There’s nothing quite like Rocket Dog boots and dangly earrings…

So there I was, sitting in a Quaker meeting at the end of two months of fairly non-stop newness, thinking about what I might try to change in 2019, and I came across this:

We live in a part of the world where the dominant motivation is material self-interest, justified by the concept of personal freedom. In these circumstances, the rich get richer and the poor, for the most part, become comparatively poorer. […] What are we doing to proclaim our joyful acceptance that our living standards are going to have to drop; what are we doing to join with other Christians and concerned fellow-citizens to proclaim the vulgarity of our affluent style of living; what are we doing […] to recognise the need for change?

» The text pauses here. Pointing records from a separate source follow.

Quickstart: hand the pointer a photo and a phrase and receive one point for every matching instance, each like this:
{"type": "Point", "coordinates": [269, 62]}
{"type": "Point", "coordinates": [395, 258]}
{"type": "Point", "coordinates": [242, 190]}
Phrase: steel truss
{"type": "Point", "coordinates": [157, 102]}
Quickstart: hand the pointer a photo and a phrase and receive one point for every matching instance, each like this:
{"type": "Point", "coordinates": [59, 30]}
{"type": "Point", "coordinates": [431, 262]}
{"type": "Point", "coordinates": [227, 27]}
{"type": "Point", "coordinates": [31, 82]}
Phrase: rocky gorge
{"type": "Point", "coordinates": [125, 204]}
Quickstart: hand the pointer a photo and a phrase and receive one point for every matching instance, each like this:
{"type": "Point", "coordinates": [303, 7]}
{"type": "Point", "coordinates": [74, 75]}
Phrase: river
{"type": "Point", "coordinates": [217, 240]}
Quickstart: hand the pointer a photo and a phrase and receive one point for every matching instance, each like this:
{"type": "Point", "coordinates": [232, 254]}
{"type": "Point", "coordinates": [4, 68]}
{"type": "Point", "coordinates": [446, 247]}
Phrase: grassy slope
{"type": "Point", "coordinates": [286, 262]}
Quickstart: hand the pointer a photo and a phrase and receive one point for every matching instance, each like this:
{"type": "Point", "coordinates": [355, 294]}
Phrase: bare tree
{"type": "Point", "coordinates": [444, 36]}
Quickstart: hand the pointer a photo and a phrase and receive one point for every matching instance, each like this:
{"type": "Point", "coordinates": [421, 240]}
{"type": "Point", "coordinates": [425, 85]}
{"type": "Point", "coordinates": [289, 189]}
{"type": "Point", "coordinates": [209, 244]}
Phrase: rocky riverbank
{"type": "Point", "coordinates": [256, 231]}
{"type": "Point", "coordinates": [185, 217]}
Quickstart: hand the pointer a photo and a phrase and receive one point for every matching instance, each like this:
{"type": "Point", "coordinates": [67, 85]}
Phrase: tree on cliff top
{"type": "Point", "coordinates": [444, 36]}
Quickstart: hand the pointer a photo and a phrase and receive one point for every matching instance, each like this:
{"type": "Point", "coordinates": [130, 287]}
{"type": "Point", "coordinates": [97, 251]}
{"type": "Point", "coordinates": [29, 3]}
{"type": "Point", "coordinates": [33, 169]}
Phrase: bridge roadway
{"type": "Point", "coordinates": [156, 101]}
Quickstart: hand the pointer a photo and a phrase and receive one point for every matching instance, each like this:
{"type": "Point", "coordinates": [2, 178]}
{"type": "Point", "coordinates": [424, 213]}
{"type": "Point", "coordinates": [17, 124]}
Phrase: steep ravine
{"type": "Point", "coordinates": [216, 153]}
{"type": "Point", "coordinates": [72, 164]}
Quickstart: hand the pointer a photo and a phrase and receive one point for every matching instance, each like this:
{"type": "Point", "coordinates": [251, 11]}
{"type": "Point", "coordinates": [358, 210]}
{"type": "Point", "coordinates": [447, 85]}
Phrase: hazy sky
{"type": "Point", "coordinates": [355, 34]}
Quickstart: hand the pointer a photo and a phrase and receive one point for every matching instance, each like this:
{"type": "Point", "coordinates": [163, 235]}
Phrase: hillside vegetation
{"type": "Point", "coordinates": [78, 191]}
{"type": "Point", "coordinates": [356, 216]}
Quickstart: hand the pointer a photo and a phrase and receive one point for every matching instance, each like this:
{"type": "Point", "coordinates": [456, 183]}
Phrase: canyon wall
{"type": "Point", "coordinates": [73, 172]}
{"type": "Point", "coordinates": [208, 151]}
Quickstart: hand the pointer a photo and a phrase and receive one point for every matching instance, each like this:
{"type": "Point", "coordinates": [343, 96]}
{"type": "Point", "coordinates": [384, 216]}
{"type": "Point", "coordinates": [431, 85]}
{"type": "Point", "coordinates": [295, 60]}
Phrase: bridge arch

Quaker Faith and Practice, 25:12

What this means to me is that I need to get used to the idea that I should have less, so that other people can have more. I should appreciate the gifts that I have, rather than always looking to the next thing, the new thing, the shiny pretty things. My faith tells me that we must treat others as well as we would want to be treated, and always see the best in the world and those around us. This is a way of showing the world God, and what God wants us to do in the world.

In setting myself Challenge 2019, I said that my goal was to find things that have a positive impact, without needing a mammoth amount of energy to complete them. For Challenge January, I am taking that entirely literally. My challenge to myself is to buy nothing that is non-essential for the whole month.* Instead, I will focus on the things readily available to me – those already in my wardrobe, on my bookshelves, and in the world around me. The thing I am most worried about in meeting this challenge is that I will need to find a way to feed that desire for the new, the interesting, the flattering, without constantly feeding my consumerist side. In fact, that sounds like a good topic for #ChallengeFebruary…

*By essential, I mean food, fuel, cleaning products, and school jumpers to replace those that have mysteriously vanished into the black hole that is the lair of the Primary School Jumper Thief. I may also mean chocolate. I think it is very unlikely that I will get through the whole of January without chocolate being essential at least once.

A swan, a canal, a beautifully sunny day.